Sevk sisteminin, hastalığa göre zorunlu, eşit ve şeffaf olmasını isteyerek yönetmeliğin getireceği performanslı, ödüllü ve cezalandırmalı, katkı paylı sevk sisteminin kişinin sağlık hakkını ortadan kaldıracağını, hekimin mesleki saygınlığını olumsuz etkileyeceğini ve sağlıkta şiddeti artıracağını iyi anlattılar.
Hekim, sağlık çalışanı ve hastayı karşı karşıya getirecek, çelişkili, ekonomiye odaklı sistemin bu yönetmelikle toplamda şiddetin daha da artacağını söylediler.
Yine performansın, rekabetin, puanlamanın, mesai dışı geleneksel tıp uygulamalarının, kimi hizmetlerin ayrıca ücretlendirilmesinin birçok usulsüzlük ve sahtekârlığa yol açacağını söylediler.
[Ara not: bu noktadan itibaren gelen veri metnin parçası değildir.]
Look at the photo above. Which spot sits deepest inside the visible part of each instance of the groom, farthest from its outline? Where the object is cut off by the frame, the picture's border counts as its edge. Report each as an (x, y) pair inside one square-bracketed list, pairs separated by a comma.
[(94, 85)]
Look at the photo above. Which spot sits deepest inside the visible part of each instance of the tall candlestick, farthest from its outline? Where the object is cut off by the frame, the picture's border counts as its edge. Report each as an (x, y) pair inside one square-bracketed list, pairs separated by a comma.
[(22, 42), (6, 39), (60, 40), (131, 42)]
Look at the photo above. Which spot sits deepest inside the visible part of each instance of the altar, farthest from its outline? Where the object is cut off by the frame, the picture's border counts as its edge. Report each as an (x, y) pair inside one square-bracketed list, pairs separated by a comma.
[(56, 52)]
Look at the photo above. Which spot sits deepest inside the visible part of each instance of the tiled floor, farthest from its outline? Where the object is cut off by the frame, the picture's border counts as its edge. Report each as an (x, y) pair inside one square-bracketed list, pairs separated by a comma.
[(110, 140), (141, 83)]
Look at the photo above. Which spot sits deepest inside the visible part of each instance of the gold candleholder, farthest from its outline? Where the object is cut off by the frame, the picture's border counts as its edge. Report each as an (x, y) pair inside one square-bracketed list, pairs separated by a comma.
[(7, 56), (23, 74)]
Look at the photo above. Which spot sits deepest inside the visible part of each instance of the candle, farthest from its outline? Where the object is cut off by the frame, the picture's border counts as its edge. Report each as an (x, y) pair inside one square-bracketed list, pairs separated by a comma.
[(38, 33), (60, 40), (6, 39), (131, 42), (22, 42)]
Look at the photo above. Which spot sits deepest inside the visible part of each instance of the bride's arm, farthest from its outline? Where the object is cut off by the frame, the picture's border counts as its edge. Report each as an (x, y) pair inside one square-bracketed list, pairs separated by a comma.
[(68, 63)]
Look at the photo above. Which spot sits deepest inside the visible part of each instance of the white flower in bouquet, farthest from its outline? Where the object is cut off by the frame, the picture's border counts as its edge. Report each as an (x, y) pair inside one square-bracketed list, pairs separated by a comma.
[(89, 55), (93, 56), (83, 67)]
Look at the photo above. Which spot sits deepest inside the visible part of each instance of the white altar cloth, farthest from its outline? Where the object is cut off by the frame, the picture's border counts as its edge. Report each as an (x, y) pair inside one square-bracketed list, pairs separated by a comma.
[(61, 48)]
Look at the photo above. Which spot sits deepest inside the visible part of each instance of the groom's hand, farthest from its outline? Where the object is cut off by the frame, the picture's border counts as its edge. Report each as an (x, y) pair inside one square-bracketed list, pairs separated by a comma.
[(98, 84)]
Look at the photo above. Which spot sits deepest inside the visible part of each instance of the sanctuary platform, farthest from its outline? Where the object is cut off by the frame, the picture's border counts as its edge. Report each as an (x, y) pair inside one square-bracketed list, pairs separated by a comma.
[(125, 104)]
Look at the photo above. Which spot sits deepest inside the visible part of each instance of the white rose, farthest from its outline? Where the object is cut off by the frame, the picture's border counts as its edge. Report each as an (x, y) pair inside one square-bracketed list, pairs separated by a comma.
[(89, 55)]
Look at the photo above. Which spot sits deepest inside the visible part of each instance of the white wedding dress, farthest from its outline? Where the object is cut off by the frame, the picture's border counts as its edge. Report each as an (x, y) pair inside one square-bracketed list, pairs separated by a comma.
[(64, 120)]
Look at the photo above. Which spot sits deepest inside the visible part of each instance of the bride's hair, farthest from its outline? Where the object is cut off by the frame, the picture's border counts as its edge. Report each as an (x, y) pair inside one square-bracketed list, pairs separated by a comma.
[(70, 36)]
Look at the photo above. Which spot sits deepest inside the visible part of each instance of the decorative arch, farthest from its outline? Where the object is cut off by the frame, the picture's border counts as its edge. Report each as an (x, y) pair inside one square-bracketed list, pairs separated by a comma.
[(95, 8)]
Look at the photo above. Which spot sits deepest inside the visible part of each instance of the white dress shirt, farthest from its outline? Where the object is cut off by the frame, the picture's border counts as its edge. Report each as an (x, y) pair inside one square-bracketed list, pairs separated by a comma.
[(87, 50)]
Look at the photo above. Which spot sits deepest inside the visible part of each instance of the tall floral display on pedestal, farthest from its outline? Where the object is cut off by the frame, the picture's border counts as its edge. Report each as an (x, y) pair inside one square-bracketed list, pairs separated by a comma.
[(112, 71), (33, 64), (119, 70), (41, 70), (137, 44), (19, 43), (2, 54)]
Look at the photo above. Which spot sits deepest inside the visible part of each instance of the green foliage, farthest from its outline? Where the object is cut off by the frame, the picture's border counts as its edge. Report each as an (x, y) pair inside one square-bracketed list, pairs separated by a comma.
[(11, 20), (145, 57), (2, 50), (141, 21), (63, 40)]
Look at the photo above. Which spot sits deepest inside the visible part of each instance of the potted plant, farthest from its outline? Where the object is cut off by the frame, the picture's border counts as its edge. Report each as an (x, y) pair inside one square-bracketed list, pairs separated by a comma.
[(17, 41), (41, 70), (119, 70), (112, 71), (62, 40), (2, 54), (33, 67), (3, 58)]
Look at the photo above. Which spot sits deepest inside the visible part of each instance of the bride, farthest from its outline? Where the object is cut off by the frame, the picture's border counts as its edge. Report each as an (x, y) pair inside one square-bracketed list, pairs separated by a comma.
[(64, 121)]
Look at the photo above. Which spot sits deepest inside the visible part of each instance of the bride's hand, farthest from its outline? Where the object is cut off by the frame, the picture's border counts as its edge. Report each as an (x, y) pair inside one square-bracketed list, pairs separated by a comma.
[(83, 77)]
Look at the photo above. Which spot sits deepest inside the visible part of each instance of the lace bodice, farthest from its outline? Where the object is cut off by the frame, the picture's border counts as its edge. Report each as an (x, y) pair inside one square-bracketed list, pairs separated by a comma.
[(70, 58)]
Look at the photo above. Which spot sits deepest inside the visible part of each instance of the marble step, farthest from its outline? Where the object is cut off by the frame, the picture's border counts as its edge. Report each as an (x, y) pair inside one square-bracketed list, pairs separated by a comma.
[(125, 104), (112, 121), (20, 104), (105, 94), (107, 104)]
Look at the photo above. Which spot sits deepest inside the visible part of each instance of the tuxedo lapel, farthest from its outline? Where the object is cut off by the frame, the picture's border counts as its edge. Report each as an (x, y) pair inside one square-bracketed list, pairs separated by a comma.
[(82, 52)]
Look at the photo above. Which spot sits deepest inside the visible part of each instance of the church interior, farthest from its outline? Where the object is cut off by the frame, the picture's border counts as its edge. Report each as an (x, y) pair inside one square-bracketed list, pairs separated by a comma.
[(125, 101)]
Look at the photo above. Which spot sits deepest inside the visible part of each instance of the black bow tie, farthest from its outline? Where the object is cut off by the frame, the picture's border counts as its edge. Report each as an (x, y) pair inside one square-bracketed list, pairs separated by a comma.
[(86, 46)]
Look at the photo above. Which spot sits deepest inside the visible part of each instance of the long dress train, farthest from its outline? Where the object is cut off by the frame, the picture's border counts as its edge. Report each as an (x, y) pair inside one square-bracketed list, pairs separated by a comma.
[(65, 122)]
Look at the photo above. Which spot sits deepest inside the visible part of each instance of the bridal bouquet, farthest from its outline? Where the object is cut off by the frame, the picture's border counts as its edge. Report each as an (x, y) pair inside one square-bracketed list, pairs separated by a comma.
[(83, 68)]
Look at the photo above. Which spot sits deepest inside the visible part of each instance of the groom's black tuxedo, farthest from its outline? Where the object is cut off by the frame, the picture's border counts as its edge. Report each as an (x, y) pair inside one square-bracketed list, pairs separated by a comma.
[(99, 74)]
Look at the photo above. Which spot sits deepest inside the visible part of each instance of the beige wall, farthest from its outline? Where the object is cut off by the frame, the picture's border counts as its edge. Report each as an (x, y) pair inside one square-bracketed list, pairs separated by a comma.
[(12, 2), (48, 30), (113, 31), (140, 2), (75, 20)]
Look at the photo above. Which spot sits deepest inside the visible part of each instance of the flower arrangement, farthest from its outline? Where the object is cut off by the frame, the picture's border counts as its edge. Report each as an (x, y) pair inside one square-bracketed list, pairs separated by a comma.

Her şeyden önce ASM çalışanları mesleki saygınlık, insanların sağlık hakkı ve toplum sağlığı için iş bıraktıklarını iyi anlattılar. Yönetmeliğe karşı çıkarken anlattıkları çerçevede yasal bir düzenlemenin yapılmasını istediler. Bu çerçevede grev boyunca yapılan forumlarda ve açıklamalarda 224 no.lu sağlık hizmetlerinin sosyalizasyonunu, tam gün yasasını, birinci basamak sağlık hizmetlerini hatırlattılar. Günümüze uyarlamanın pekâlâ mümkün olduğunu söylediler.
Sağlıkta özelleştirmenin, sağlıkta ticarete ve nihayetinde sağlıkta çeteleşmeye geldiğini konuştular. Ve bunları sağlık camiasına ve topluma iyi anlattılar.
Baskı ve yıldırma ile grevi durduramayan hükümet, görmezden gelen bir tutum takındı.
Ve sıcak Suriye gündemiyle grevi ve greve neden meseleyi unutturmaya çalıştı.
ASM çalışanları herkese eşit, ücretsiz ve anadilinde sağlık hakkı için mücadele ettiklerini grev boyunca anlattılar, anlatmaya devam edecekler.
Ve tüm bu anlatımı unutturmaya çalışan hükümete taleplerini ısrarla hatırlatacaklar.
Ve de onlar tarihe altın harflerle grev yazarak onurlu yerini aldılar, almaya da devam edecekler.